On Thu, Aug 18, 2005 at 12:02:53AM +0800, Autrijus Tang wrote:
: On Wed, Aug 17, 2005 at 08:47:18AM -0700, Larry Wall wrote:
: > : >That could be made to work by defining constant to mean you can assign
: > : >to it if it's undefined. But then it gets a little harder to reason
: > : >about it if $pi can later become undefined. I suppose we could
: > : >disallow undefine($pi) though.
:
: If you can assign it when it contains an undefined value, bad
: things happen:
:
: sub f ($x is readonly) { $x = 10 }
: my $a; f($a);
:
: Compare this with:
:
: my $x is readonly;
: $x = 10;
:
: If it is defined as "bound to a immutable value cell", both cases
: above would fail, which is imho the easiest to explain.
Though I think most people have a pretty good understanding of "worm"
these days, what with CD and DVD burners...
"Darn, I turned my third parameter into a coaster. Now what am I gonna do?"

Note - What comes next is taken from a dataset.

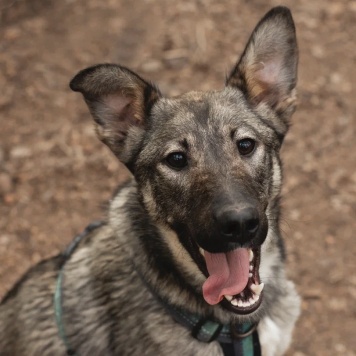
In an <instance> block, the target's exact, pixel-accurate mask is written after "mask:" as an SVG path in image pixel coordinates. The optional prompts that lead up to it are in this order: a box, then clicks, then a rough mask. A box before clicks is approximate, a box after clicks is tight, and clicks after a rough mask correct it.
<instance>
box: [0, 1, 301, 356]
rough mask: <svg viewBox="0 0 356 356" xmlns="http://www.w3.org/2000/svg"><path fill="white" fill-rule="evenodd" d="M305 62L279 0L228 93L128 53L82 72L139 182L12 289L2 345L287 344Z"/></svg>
mask: <svg viewBox="0 0 356 356" xmlns="http://www.w3.org/2000/svg"><path fill="white" fill-rule="evenodd" d="M297 63H298V49H297V40H296V33H295V26H294V22H293V19H292V16H291V13H290V11H289V10H288V9H287V8H285V7H275V8H273V9H272V10H270V11H269V12H268V13H267V14H266V15H265V16H264V17H263V18H262V19H261V21H260V22H259V23H258V24H257V26H256V28H255V29H254V31H253V32H252V35H251V37H250V39H249V41H248V43H247V45H246V48H245V50H244V52H243V54H242V56H241V57H240V59H239V61H238V62H237V64H236V65H235V67H234V68H233V69H232V71H231V73H230V75H229V76H228V77H227V79H226V85H225V87H224V88H223V89H222V90H216V91H208V92H198V91H197V92H188V93H186V94H183V95H181V96H178V97H174V98H166V97H164V96H162V94H161V93H160V91H159V90H158V88H157V87H156V86H154V85H153V84H151V83H149V82H147V81H146V80H144V79H142V78H141V77H140V76H139V75H138V74H136V73H134V72H133V71H131V70H129V69H127V68H125V67H123V66H120V65H115V64H100V65H96V66H93V67H90V68H87V69H84V70H82V71H80V72H79V73H78V74H77V75H76V76H75V77H74V78H73V80H72V81H71V83H70V87H71V89H72V90H74V91H76V92H80V93H82V94H83V96H84V99H85V102H86V103H87V105H88V107H89V110H90V113H91V115H92V117H93V119H94V123H95V129H96V133H97V135H98V137H99V138H100V140H101V141H103V142H104V143H105V144H106V145H107V146H108V147H109V148H110V149H111V150H112V152H113V153H114V154H115V155H116V156H117V157H118V159H119V160H120V161H121V162H123V163H124V164H125V165H126V166H127V168H128V169H129V170H130V171H131V172H132V174H133V177H134V178H133V179H131V180H129V181H128V182H126V183H124V184H123V185H122V186H121V187H120V188H118V190H117V192H116V193H115V194H114V196H113V198H112V200H111V202H110V207H109V209H108V213H107V218H106V220H105V221H103V222H100V223H95V224H92V225H90V226H89V227H88V228H87V229H86V230H85V231H84V232H83V233H82V234H80V235H79V236H77V237H76V239H75V240H74V242H73V244H72V245H71V246H70V247H69V248H68V249H67V250H66V251H65V252H64V253H61V254H60V255H58V256H55V257H53V258H50V259H48V260H45V261H43V262H41V263H39V264H38V265H36V266H34V267H33V268H31V269H30V270H29V271H28V272H27V274H25V276H24V277H23V278H22V279H21V280H20V281H19V282H18V283H17V284H16V285H15V287H14V288H13V289H12V290H11V291H10V292H9V293H8V294H7V295H6V296H5V298H4V299H3V301H2V303H1V306H0V354H1V355H2V356H10V355H11V356H15V355H16V356H17V355H18V356H21V355H26V356H32V355H42V356H44V355H66V354H67V355H120V356H123V355H194V356H196V355H204V356H208V355H214V356H215V355H258V354H262V355H267V356H275V355H281V354H283V353H284V352H285V351H286V349H287V348H288V346H289V344H290V341H291V336H292V331H293V328H294V325H295V322H296V320H297V318H298V316H299V312H300V298H299V296H298V294H297V292H296V290H295V286H294V284H293V283H292V282H291V281H289V280H288V279H287V278H286V273H285V269H284V259H285V252H284V245H283V241H282V237H281V233H280V228H279V220H280V192H281V184H282V183H281V181H282V173H281V161H280V157H279V151H280V147H281V145H282V143H283V139H284V136H285V134H286V132H287V130H288V127H289V123H290V117H291V115H292V113H293V112H294V110H295V107H296V88H295V87H296V81H297ZM248 350H249V351H248Z"/></svg>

: > You could still reason about it if you can determine what the initial
: > value is going to be. But certainly that's not a guarantee, which
: > is one of the reasons we're now calling this write/bind-once behavior
: > "readonly" and moving true constants to a separate declarator:
: >
: > my $pi is readonly;
: > $pi = 3;
:
: The question remains, whether you can bind the readonliness away:
:
: my $pi is readonly; # undef at this point
: my $e is rw = 2.7;
: $pi := $e;
: $pi = 9;
:
: I can argue both sides -- rebindable is easier to implement, but
: non-rebindable is perhaps more intuitive.

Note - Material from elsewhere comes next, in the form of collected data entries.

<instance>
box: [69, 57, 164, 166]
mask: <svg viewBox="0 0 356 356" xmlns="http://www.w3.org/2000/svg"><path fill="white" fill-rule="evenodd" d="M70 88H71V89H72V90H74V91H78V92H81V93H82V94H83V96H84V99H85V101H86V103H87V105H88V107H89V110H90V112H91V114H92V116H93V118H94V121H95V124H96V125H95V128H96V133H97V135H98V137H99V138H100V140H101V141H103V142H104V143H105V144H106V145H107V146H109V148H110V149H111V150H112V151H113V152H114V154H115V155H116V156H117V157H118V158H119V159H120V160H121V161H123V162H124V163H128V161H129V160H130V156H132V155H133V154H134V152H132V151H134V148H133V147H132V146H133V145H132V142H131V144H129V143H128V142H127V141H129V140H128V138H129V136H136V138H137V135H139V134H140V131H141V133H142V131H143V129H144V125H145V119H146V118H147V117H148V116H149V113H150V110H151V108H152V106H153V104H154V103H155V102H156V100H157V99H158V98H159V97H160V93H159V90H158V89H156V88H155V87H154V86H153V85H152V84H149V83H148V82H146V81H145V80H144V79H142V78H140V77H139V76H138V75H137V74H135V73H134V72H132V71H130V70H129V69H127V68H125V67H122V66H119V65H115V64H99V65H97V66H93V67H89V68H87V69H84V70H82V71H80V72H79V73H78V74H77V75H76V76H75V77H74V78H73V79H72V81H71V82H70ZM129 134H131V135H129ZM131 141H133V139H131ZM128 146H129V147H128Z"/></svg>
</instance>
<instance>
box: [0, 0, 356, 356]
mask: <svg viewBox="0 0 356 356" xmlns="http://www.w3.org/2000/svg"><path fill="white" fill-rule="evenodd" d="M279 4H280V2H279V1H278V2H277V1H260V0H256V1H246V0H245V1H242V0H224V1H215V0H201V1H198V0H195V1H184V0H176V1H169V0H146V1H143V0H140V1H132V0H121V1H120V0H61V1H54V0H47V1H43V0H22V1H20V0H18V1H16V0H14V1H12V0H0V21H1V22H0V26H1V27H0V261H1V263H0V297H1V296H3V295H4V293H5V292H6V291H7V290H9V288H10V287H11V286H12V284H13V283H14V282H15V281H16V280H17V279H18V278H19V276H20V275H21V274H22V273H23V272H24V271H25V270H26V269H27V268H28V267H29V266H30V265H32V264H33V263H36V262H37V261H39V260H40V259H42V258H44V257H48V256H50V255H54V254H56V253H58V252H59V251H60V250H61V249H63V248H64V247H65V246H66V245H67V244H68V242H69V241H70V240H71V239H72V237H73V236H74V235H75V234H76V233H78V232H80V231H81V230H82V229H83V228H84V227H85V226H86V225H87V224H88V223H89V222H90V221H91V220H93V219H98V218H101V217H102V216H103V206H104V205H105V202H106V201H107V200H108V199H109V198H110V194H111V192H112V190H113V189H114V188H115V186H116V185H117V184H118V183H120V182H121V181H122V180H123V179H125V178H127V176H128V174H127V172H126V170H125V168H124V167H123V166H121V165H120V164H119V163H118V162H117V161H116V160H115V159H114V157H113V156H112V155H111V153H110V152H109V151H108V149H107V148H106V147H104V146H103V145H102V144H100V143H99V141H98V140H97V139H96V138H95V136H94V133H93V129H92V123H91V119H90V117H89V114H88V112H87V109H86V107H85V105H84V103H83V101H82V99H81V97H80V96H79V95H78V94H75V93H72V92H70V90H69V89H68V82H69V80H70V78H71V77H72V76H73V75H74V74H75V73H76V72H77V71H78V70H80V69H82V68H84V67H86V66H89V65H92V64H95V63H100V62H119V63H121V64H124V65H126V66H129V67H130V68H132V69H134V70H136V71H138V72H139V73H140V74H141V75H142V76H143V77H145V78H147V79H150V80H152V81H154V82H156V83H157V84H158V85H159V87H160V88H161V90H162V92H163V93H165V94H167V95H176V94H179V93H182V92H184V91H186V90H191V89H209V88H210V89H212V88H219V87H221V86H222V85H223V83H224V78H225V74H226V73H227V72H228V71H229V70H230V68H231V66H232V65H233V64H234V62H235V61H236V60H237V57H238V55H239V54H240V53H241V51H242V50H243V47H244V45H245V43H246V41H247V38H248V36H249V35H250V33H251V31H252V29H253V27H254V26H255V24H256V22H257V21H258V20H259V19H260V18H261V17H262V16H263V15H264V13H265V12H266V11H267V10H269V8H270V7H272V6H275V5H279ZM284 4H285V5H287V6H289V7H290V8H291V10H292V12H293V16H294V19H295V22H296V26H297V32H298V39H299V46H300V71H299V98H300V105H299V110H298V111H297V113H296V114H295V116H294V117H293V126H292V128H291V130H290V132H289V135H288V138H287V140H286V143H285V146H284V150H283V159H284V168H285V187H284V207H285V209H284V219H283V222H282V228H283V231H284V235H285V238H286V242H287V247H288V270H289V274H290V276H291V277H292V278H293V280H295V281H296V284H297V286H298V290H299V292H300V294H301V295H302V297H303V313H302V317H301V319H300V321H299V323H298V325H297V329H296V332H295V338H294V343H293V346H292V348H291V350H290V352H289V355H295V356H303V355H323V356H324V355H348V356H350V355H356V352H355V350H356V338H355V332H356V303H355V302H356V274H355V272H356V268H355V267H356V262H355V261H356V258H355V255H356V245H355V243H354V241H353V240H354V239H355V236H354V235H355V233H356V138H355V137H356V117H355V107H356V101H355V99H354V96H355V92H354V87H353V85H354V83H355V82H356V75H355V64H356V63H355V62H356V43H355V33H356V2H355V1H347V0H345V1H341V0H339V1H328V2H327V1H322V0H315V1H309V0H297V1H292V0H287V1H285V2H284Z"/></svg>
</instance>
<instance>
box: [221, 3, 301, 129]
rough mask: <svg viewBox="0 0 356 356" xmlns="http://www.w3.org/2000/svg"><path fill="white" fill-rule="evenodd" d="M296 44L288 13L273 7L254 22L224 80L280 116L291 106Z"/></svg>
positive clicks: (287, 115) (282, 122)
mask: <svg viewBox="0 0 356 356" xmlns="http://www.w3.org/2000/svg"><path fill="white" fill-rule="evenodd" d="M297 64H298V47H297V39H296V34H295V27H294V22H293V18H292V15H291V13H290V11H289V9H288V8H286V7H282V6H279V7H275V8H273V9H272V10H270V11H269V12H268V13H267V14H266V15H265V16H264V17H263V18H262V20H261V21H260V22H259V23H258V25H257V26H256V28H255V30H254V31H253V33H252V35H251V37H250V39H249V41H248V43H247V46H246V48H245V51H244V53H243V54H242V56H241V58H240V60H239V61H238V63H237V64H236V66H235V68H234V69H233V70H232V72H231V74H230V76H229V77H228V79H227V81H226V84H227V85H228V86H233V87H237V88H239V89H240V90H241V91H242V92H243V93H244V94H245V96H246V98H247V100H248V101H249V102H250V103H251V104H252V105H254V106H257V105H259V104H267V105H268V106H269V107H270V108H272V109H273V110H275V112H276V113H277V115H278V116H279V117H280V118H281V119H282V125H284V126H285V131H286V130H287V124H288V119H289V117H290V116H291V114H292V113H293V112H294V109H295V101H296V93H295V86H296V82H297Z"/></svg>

English has a long history of hoisting the adjectives from the object
to its container. "I'd like a nice cup of tea" and such. So in general
I think people will expect a readonly variable to contain a readonly
value, and maybe we should do the extra work to enforce that transitively.
That being said, there's also a history of rebinding references, as
in "That woman is a man!" But we intuitively recognize that there's
something funny going on there linguistically. We can deal with it
as humans, but maybe we can allow the soulless computer to throw a
exception on such contradiction instead of laughing like we do.
That being said, it's still quite possible that
my $pi is readonly;
realizes that it's not bound to anything reasonable yet, and set
up a "worm" container of some sort that binds lazily at run time.
As with parameter defaults, it's more about whether the container's
value exists than whether it's defined.